Я отрицательно мотнул головой.
— Ну тогда ладно… Ты заходи, если что…
Он сунул визитную карточку и поспешил дальше. Я смотрел ему вслед и никак не мог понять, почему спина его кажется затянутой в мышиный милицейский китель. Но, думаю, в его работе это не помешает. Никак не помешает.
Шестёрка
Когда-то личные автомобили были отнюдь не массовым явлением. И обладание самодвижущимся агрегатом давало не просто возможность манёвра, а вполне определённый статус. Как всякий, кто родился в Советском Союзе, я прекрасно помню, с каким трепетом обращались со своими «чадами» тогдашние автолюбители. Ибо машина покупалась не на год, а как минимум — на десятилетие. Это налагало определённые обязательства: при каждом удобном случае драить «ласточку» до блеска, заряжать аккумулятор, «мовилить пороги» и по возможности не эксплуатировать зимой. Разумеется, никто и помыслить не мог, чтобы оставить транспортное средство ночевать во дворе — табу!
Родители пытались копить деньги на автомобиль ГАЗ-24 «Волга». К приобретению готовились несколько лет: отстаивалась длиннющая очередь на право приобретения (!) автомобиля, из подручных средств строился гараж.
До сих пор помню, как мы с отцом ходили в этот самый гараж. Папа крепко держал меня за руку, и мои детские пальчики были надежно укрыты от всех возможных неприятностей в огромной папиной ладони. Он рассказывал про детство в одной мордовской деревне с названием Лысая Гора. К слову, этой деревушки сейчас фактически не существует, она просто вымерла, как отмирает что-то очень старое и ненужное… В гараже отец принимался мастерить: какие-то шкафчики, полочки, приспособы… А я отправлялся играть по окрестностям.
Это было волшебно. Там и сям валялись металлические останки того, что когда-то было автомобилями. Это походило на кладбище, с той разницей, что из промасленных шестеренок ещё можно было что-то собрать. Мне очень хотелось оживить эти останки, сделать из них самую настоящую машину (ну, или хотя бы маленькую модель таковой).
В 1981 году семейная мечта наконец-то была реализована. Естественно, что я неоднократно покушался на семейный раритет с целью порулить и вообще как-то освоить бежевое наследство. Отмечу, что ни одна из попыток не увенчалась успехом: папа с природной мордовской хитростью отбил потуги на святое.
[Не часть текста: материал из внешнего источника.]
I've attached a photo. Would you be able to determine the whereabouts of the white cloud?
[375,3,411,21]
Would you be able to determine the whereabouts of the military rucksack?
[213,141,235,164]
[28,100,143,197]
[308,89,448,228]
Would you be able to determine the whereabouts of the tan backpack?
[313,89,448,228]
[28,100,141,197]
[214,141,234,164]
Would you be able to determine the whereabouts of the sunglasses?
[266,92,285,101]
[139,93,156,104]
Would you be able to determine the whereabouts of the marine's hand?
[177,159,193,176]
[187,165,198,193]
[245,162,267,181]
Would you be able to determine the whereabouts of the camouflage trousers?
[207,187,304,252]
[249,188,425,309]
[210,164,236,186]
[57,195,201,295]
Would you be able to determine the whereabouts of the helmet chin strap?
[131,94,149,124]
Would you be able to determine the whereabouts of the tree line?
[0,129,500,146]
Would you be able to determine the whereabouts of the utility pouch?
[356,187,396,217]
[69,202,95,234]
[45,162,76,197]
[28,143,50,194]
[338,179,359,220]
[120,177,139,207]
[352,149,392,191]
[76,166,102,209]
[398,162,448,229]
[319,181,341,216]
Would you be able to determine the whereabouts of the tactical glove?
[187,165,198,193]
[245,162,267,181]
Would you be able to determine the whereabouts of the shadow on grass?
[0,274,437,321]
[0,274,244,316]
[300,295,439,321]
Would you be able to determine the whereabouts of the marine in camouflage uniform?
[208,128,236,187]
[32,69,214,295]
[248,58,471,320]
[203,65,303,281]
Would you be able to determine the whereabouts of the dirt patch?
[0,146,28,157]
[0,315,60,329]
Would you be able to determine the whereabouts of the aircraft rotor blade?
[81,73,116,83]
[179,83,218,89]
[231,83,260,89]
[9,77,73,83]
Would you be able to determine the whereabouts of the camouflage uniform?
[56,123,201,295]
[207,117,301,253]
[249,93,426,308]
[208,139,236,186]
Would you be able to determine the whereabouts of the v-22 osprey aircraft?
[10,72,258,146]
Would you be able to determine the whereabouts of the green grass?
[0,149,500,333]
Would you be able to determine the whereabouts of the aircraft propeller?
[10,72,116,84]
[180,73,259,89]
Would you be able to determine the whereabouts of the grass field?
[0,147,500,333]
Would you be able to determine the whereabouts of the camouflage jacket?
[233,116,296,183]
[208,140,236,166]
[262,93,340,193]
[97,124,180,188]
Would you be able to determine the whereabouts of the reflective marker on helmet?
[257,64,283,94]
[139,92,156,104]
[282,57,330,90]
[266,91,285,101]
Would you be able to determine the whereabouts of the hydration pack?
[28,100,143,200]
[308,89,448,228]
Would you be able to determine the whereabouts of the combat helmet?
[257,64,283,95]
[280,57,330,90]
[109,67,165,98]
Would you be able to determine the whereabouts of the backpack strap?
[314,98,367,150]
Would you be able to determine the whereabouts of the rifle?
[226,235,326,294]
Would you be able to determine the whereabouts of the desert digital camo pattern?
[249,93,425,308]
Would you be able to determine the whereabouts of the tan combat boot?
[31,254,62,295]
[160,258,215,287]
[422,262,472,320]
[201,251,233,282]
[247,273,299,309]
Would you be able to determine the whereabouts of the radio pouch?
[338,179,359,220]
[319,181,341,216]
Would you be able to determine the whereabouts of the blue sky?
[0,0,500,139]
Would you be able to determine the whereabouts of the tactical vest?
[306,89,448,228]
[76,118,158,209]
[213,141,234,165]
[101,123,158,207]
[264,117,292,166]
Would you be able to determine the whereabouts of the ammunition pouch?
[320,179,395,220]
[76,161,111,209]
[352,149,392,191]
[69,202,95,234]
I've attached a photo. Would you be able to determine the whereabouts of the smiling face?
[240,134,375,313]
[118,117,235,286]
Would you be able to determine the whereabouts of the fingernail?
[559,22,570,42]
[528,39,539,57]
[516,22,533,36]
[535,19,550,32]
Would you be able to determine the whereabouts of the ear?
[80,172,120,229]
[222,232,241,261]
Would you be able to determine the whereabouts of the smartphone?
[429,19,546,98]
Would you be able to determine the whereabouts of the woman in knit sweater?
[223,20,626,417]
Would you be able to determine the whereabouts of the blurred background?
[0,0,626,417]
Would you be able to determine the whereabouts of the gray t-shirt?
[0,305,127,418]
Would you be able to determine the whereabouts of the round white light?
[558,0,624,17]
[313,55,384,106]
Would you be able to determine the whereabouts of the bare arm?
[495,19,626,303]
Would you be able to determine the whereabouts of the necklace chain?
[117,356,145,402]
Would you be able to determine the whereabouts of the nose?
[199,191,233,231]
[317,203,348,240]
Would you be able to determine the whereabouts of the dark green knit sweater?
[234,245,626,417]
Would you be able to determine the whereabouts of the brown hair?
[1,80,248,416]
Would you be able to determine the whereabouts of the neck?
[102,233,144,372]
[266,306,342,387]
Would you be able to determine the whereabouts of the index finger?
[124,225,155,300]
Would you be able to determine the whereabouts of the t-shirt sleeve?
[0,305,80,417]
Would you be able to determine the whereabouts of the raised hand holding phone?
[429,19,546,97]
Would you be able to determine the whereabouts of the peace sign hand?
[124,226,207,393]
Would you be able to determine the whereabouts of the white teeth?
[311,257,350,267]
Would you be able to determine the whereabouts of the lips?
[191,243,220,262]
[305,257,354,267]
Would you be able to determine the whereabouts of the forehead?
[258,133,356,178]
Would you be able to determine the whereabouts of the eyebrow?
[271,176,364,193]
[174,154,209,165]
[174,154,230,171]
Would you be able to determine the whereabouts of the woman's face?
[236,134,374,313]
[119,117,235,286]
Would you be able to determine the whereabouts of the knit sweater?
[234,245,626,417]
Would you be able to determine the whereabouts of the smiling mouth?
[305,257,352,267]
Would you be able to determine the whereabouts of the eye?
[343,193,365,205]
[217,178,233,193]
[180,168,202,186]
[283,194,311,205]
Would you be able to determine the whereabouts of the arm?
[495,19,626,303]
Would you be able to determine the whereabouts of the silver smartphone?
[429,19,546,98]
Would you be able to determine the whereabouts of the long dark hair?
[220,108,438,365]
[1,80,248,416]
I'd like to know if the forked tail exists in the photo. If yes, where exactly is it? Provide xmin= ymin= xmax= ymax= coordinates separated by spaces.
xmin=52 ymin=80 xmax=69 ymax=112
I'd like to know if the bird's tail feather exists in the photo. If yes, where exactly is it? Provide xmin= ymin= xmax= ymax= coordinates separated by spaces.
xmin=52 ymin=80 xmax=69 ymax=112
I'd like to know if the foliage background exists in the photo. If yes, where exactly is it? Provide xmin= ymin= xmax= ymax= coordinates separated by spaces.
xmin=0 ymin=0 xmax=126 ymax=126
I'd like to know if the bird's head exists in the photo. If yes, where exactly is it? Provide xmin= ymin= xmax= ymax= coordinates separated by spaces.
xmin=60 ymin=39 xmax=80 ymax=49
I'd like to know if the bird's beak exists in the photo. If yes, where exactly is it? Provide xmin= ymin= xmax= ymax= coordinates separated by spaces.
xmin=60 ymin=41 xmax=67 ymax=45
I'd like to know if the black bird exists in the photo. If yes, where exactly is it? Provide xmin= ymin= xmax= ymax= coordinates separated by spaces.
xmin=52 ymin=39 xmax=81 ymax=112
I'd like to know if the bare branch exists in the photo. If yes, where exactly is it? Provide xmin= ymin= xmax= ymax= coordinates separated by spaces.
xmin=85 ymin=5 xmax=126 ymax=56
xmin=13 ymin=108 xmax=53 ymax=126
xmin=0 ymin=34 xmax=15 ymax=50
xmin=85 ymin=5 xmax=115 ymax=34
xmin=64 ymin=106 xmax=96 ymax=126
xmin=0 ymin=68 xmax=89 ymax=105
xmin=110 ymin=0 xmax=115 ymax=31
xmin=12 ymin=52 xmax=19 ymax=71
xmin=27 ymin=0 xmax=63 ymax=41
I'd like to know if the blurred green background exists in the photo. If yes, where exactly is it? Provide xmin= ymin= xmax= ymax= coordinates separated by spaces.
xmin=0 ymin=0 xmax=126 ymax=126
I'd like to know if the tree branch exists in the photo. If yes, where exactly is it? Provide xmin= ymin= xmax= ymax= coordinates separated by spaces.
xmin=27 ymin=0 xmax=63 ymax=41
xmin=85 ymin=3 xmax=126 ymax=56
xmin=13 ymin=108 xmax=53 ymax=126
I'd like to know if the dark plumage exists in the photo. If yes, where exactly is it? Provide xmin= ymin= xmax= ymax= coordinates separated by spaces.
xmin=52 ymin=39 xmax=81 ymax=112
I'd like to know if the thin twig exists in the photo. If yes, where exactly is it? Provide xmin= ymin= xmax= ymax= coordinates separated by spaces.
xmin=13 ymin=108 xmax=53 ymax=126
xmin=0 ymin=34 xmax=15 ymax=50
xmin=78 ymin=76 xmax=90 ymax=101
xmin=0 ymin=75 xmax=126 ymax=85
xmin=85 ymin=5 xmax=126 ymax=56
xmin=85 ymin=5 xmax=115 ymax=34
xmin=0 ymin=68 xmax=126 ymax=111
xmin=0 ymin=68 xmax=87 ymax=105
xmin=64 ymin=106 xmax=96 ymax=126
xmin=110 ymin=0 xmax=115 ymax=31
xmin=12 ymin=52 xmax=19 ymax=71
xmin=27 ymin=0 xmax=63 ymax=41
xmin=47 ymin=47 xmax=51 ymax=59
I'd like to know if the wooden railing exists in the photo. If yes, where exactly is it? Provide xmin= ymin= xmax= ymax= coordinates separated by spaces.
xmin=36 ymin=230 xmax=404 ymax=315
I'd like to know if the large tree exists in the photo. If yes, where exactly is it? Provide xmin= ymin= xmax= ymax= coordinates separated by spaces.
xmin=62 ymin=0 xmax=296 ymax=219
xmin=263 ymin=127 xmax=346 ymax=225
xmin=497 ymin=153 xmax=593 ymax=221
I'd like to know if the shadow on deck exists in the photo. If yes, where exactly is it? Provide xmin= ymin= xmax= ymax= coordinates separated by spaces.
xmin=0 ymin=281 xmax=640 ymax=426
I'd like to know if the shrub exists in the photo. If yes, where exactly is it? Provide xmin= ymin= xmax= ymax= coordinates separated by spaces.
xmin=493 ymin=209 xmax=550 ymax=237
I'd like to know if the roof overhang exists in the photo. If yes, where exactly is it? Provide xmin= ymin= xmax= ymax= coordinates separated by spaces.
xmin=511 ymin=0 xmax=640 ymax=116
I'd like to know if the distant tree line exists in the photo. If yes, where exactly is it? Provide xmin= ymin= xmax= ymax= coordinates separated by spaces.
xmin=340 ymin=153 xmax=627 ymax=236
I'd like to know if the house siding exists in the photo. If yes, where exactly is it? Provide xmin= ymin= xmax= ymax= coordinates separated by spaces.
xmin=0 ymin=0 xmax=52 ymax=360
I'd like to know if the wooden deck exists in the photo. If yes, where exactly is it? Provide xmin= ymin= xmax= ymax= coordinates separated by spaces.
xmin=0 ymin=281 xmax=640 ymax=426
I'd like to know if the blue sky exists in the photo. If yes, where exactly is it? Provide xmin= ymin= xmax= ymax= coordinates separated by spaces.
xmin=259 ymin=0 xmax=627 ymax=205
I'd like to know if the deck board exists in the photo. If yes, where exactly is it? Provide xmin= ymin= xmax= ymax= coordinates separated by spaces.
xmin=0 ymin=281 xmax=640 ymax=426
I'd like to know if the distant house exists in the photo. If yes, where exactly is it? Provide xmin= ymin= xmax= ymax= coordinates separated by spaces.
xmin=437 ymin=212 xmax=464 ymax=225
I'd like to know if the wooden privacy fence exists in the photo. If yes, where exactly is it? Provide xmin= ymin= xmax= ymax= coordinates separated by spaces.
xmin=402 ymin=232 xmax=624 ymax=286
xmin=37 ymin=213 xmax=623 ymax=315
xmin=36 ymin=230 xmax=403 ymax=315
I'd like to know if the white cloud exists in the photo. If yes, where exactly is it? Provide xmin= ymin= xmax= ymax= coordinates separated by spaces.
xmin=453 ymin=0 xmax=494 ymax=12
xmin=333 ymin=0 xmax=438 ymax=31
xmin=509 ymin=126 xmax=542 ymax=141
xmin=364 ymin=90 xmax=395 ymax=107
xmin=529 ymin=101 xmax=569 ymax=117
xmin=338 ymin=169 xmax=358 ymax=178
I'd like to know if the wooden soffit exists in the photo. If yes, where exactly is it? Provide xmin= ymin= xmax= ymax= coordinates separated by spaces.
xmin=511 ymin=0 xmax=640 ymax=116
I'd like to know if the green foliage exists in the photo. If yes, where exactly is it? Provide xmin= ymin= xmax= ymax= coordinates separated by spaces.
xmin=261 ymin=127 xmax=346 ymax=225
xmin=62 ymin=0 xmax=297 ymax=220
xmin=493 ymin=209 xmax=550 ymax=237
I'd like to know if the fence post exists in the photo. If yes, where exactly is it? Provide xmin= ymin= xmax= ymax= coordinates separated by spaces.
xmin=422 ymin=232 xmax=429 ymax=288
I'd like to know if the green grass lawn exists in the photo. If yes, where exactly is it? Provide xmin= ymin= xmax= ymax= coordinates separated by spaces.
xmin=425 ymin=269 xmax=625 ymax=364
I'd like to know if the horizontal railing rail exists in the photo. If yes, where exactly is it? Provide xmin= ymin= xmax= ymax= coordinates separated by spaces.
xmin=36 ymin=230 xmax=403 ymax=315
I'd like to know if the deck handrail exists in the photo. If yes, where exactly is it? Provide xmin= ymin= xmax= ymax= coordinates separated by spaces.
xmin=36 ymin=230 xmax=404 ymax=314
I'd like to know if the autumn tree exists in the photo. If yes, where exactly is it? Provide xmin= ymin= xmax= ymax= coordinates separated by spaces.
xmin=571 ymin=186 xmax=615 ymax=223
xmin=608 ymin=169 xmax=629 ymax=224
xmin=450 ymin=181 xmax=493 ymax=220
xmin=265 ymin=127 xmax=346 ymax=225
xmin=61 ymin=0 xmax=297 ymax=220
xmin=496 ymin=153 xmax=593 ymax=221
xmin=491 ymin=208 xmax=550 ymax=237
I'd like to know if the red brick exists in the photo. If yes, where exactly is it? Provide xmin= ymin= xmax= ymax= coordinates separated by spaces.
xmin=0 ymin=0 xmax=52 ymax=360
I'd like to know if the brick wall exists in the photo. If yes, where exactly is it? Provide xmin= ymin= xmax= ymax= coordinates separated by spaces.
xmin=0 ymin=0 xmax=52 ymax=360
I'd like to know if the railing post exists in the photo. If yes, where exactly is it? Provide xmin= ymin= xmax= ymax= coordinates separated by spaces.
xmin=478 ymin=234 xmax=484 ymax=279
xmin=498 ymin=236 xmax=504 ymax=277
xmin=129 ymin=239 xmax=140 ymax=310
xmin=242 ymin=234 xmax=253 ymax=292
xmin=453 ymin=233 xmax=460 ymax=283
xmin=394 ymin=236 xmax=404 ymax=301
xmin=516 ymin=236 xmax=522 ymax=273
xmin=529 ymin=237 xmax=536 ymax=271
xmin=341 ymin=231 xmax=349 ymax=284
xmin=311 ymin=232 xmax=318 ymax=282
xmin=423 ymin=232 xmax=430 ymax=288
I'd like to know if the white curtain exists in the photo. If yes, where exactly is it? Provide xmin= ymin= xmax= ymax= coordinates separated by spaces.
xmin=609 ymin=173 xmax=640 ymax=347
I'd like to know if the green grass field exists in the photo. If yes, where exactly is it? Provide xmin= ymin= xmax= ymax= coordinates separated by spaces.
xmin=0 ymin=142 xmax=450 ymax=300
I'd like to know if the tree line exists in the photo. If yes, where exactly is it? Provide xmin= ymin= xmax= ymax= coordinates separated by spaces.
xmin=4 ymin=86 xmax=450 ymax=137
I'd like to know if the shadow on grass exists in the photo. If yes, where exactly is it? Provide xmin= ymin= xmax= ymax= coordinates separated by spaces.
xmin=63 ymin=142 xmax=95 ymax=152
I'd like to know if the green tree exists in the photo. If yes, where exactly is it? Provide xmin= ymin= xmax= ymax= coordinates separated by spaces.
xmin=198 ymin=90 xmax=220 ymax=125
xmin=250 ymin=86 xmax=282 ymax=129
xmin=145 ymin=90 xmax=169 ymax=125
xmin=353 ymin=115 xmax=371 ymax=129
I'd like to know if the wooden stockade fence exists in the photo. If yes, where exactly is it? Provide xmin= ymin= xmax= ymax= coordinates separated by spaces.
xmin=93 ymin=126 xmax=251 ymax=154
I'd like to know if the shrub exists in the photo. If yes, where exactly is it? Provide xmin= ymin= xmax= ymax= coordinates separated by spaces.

Всё изменилось, когда СССР окончательно превратился в РФ. Среднестатистический автовладелец начал терять уважение к «железному коню», низводя его до уровня велосипеда. А сытые «нефтяные годы» и доступность кредитов закончили дело — водителям стало вообще наплевать на средства передвижения, как свои, так и чужие.
Иногда, глядя на брошенные во дворе четырехколёсные развалюхи, с теплотой вспоминаю свою первую машину — старенькую ВАЗ-2102 («двойка») 1974 года издания. Я ухаживал за ней и упорно боролся со ржавчиной на кузове. Именно на этой машине научился ездить, а уже затем вспомнил про права. Вернее, про их отсутствие. После двух показательных поимок гаишниками с соответствующим препровождением на штрафную стоянку это оказалось особенно легко.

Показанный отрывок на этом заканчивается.